The company currently has $175 million in cash as of June 30, 2015 (as indicated by the last financial report). Furthermore, their cash flow statement indicates that in the three- month period, they made a net loss of $7.4 million based on operating activities alone. A rather small amount of $1.4 million was used for investing activities. In May 2015 they raised additional funds through equity which resulted in an additional $56 million through financing activities. Finally, they also filed with the Federal Communications Commission (FCC) for the administration and sequence of the proposed realignment of the 900 MHz band.
So why does this stock particularly jump out from the rest? TipRanks identified an analyst (Gregory Miller) from Canaccord Genuity which recommended buying the stock 14 days ago. While his price target of $79 seems a little far reaching, there are some indicators which would suggest perhaps not.
Insiders (CEO’s, CFO, Owners or any other person of interest) are obliged to report all their purchases and sales of any security to the SEC by submitting a form 4 up to two business days following the transaction. The system’s algorithms measures when a major event occurs, such as an owner buying or selling stock. Historically the average return of that stock in the following month is 4.38%. In the last 14 days our system identified 7 insider buys for Pacific DataVision, all by owners, and all for substantial sums.

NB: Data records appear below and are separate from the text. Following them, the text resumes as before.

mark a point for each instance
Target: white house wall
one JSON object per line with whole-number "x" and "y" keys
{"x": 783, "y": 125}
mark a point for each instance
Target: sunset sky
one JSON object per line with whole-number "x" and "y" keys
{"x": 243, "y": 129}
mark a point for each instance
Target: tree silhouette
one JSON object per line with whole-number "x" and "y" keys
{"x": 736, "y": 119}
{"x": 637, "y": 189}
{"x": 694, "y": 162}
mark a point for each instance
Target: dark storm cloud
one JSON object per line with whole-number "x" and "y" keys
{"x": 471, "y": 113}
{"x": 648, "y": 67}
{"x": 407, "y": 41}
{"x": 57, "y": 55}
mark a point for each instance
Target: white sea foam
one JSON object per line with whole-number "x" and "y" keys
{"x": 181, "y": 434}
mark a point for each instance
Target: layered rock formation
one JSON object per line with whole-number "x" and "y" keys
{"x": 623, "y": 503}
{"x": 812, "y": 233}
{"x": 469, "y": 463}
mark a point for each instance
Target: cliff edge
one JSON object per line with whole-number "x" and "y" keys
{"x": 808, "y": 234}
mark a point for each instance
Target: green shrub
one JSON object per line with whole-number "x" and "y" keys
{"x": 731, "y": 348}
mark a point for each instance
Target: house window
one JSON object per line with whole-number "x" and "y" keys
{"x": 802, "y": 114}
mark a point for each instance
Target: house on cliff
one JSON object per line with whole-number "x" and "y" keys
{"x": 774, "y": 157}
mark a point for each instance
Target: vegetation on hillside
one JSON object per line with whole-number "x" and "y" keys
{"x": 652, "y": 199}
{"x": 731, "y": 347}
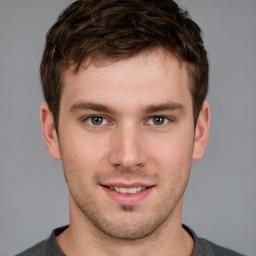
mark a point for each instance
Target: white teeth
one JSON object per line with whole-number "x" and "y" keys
{"x": 127, "y": 190}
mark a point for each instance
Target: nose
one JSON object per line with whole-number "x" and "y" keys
{"x": 128, "y": 150}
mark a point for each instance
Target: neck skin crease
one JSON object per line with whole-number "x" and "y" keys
{"x": 82, "y": 239}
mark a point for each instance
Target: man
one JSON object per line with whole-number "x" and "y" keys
{"x": 125, "y": 85}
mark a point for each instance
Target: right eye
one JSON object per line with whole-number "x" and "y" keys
{"x": 96, "y": 120}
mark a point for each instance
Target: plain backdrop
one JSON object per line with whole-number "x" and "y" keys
{"x": 220, "y": 201}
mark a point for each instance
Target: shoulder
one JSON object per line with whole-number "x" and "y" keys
{"x": 203, "y": 247}
{"x": 47, "y": 247}
{"x": 37, "y": 250}
{"x": 206, "y": 246}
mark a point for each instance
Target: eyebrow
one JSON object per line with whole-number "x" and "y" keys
{"x": 80, "y": 106}
{"x": 171, "y": 106}
{"x": 91, "y": 106}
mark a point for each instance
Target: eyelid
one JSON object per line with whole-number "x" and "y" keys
{"x": 167, "y": 119}
{"x": 87, "y": 118}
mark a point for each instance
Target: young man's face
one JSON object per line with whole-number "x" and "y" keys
{"x": 126, "y": 139}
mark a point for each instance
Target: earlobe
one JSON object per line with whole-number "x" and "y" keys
{"x": 201, "y": 132}
{"x": 49, "y": 132}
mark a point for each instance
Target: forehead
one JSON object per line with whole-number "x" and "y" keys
{"x": 149, "y": 77}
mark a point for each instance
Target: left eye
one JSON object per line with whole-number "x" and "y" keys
{"x": 96, "y": 120}
{"x": 158, "y": 120}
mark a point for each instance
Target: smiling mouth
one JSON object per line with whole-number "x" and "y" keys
{"x": 127, "y": 190}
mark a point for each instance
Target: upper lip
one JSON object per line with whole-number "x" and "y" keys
{"x": 127, "y": 185}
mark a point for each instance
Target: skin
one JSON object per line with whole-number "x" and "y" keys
{"x": 143, "y": 134}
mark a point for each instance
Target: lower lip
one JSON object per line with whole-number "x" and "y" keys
{"x": 128, "y": 199}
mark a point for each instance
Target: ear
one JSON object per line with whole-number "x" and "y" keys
{"x": 49, "y": 132}
{"x": 201, "y": 132}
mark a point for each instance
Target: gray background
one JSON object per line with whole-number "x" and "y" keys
{"x": 220, "y": 202}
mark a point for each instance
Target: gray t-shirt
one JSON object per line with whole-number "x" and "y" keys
{"x": 202, "y": 247}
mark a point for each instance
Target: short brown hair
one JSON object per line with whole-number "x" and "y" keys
{"x": 115, "y": 30}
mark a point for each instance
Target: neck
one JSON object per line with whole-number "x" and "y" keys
{"x": 83, "y": 238}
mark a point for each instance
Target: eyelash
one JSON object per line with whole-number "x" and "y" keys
{"x": 105, "y": 121}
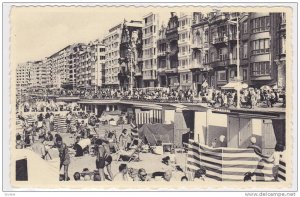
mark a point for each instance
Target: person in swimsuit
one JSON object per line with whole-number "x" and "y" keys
{"x": 63, "y": 155}
{"x": 103, "y": 159}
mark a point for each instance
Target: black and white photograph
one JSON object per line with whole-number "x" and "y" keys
{"x": 164, "y": 95}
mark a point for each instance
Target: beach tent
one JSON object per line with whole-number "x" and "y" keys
{"x": 152, "y": 133}
{"x": 28, "y": 167}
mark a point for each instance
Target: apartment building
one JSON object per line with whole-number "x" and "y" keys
{"x": 162, "y": 57}
{"x": 60, "y": 67}
{"x": 279, "y": 50}
{"x": 74, "y": 64}
{"x": 98, "y": 65}
{"x": 263, "y": 49}
{"x": 200, "y": 67}
{"x": 131, "y": 53}
{"x": 90, "y": 70}
{"x": 150, "y": 36}
{"x": 184, "y": 51}
{"x": 38, "y": 74}
{"x": 112, "y": 45}
{"x": 223, "y": 47}
{"x": 171, "y": 71}
{"x": 23, "y": 75}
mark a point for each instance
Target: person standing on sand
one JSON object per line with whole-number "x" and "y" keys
{"x": 63, "y": 155}
{"x": 103, "y": 159}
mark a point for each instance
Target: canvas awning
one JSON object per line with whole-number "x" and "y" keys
{"x": 153, "y": 133}
{"x": 234, "y": 86}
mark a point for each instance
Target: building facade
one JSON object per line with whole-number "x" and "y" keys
{"x": 60, "y": 68}
{"x": 112, "y": 44}
{"x": 194, "y": 51}
{"x": 171, "y": 72}
{"x": 150, "y": 36}
{"x": 130, "y": 55}
{"x": 184, "y": 51}
{"x": 23, "y": 76}
{"x": 200, "y": 67}
{"x": 38, "y": 74}
{"x": 162, "y": 57}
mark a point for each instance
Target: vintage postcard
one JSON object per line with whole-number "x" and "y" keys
{"x": 147, "y": 97}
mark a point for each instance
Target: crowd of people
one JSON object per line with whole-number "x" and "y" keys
{"x": 41, "y": 136}
{"x": 250, "y": 97}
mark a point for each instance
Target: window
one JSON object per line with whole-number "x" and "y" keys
{"x": 260, "y": 46}
{"x": 206, "y": 36}
{"x": 212, "y": 55}
{"x": 260, "y": 68}
{"x": 260, "y": 24}
{"x": 221, "y": 75}
{"x": 282, "y": 45}
{"x": 245, "y": 27}
{"x": 206, "y": 57}
{"x": 233, "y": 73}
{"x": 245, "y": 74}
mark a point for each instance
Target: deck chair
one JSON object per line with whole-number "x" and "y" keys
{"x": 131, "y": 155}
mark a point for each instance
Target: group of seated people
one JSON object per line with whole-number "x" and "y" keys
{"x": 126, "y": 173}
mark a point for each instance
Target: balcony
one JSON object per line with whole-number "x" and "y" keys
{"x": 245, "y": 36}
{"x": 219, "y": 40}
{"x": 173, "y": 51}
{"x": 171, "y": 70}
{"x": 140, "y": 59}
{"x": 196, "y": 46}
{"x": 138, "y": 72}
{"x": 220, "y": 63}
{"x": 232, "y": 37}
{"x": 196, "y": 66}
{"x": 161, "y": 53}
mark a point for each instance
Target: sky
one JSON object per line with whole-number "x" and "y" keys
{"x": 40, "y": 32}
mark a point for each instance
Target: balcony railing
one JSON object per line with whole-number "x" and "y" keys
{"x": 161, "y": 53}
{"x": 219, "y": 40}
{"x": 197, "y": 46}
{"x": 220, "y": 63}
{"x": 232, "y": 37}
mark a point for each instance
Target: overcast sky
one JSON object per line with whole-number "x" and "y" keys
{"x": 40, "y": 32}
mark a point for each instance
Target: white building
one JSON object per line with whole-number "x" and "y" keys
{"x": 150, "y": 36}
{"x": 112, "y": 44}
{"x": 39, "y": 74}
{"x": 60, "y": 67}
{"x": 185, "y": 52}
{"x": 23, "y": 76}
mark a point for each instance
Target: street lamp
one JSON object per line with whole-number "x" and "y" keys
{"x": 237, "y": 61}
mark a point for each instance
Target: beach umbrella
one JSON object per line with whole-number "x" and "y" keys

This is particularly interesting due to the company’s huge cash reserve. With a very low risk of running out of cash any time soon, the owners have little to no reason of infusing further funds in other than a very strong indication for a value increase. Interestingly, the largest transaction was made by Owl Creek Asset Management. Their historical transactions record indicates that their insider investments went up an average of 8.9% in the one-month following their purchase (or short sell).
With large cash reserved and constant stock purchases from the owners in the last couple month, alongside Owl Creek’s consistent historical record and Canaccord Genuity’s bullish forecast, this stock stands out particularly well.